Learning to take advantage of opportunities in the global financial markets while managing the associated risks is the aim of this advanced finance subject. The primary themes include understanding the nature of international financial markets, risk management and hedging by firms with international operations, the advantages and disadvantages of the diverse sources of funds available from international financial markets and issues related to cross-border and multi-currency valuation. You will apply theoretical frameworks to analyse the macroeconomic environment of international finance and employ an array of financial instruments and tools for managing foreign exchange and country risk, raising capital in the global financial markets and valuing cross-border investments.
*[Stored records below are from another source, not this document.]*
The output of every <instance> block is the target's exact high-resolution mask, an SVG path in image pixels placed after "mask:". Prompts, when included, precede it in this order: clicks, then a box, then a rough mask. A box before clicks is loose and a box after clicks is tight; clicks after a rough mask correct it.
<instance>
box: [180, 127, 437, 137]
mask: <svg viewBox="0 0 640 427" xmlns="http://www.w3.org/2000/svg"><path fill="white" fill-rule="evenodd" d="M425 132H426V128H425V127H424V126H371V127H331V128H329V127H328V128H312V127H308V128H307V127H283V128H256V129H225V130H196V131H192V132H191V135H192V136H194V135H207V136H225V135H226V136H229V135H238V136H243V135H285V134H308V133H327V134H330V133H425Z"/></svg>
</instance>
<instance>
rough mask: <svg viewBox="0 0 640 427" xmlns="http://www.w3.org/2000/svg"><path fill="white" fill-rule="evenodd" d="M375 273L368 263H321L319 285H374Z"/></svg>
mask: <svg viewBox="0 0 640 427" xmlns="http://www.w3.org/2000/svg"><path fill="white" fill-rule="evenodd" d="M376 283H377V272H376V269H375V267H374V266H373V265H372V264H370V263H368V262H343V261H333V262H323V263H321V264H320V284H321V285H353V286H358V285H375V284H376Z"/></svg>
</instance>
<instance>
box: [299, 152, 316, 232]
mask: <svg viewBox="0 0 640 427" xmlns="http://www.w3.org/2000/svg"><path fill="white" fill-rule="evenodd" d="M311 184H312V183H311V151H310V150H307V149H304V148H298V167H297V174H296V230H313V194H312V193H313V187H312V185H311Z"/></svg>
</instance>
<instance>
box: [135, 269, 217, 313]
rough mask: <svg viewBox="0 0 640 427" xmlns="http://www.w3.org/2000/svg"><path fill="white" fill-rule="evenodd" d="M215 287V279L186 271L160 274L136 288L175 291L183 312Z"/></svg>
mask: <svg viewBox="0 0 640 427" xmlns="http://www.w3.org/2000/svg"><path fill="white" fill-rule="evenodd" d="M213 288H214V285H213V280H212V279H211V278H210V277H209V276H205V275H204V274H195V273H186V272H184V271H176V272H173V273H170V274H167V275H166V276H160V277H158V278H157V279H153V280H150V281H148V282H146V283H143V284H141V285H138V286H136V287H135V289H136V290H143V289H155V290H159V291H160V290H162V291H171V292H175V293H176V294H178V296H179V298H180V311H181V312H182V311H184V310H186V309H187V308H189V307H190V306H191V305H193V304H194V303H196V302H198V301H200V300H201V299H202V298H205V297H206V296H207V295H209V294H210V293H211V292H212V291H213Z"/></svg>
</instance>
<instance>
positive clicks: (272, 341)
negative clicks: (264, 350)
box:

The case method is central to the learning approach used in this subject, highlighting a number of contemporary organisations and issues in international finance. The material draws on and extends theories and concepts from previous subjects to provide an in-depth understanding of the themes noted above.
|Faculty||Bond Business School|
1. Demonstrate knowledge of basic theorems of exchange rate determination, interest rates and inflation and the role of arbitrage in keeping the foreign exchange market efficient.
2. Apply knowledge of foreign exchange hedging to identify and manage the foreign exchange risks faced by globally active firms.
3. Demonstrate the ability to select global financing strategies and propose solutions that will take advantage of opportunities in the global financial markets to the benefit of relevant stakeholders.
4. Demonstrate the ability to deliver an effective oral presentation with appropriate visuals.
5. Demonstrate the ability to produce a clear and concise written report that demonstrates higher order understanding of key concepts in international finance.
6. Demonstrate the ability to work in a team setting to coordinate analysis of a case study to arrive at a sound financial decision regarding an issue in capital raising and international valuation.
Assumed knowledge is the minimum level of knowledge of a subject area that students are assumed to have acquired through previous study. It is the responsibility of students to ensure they meet the assumed knowledge expectations of the subject. Students who do not possess this prior knowledge are strongly recommended against enrolling and do so at their own risk. No concessions will be made for students’ lack of prior knowledge.
Assumed Prior Learning (or equivalent):
Students must have completed 120 credit points prior to enrolling.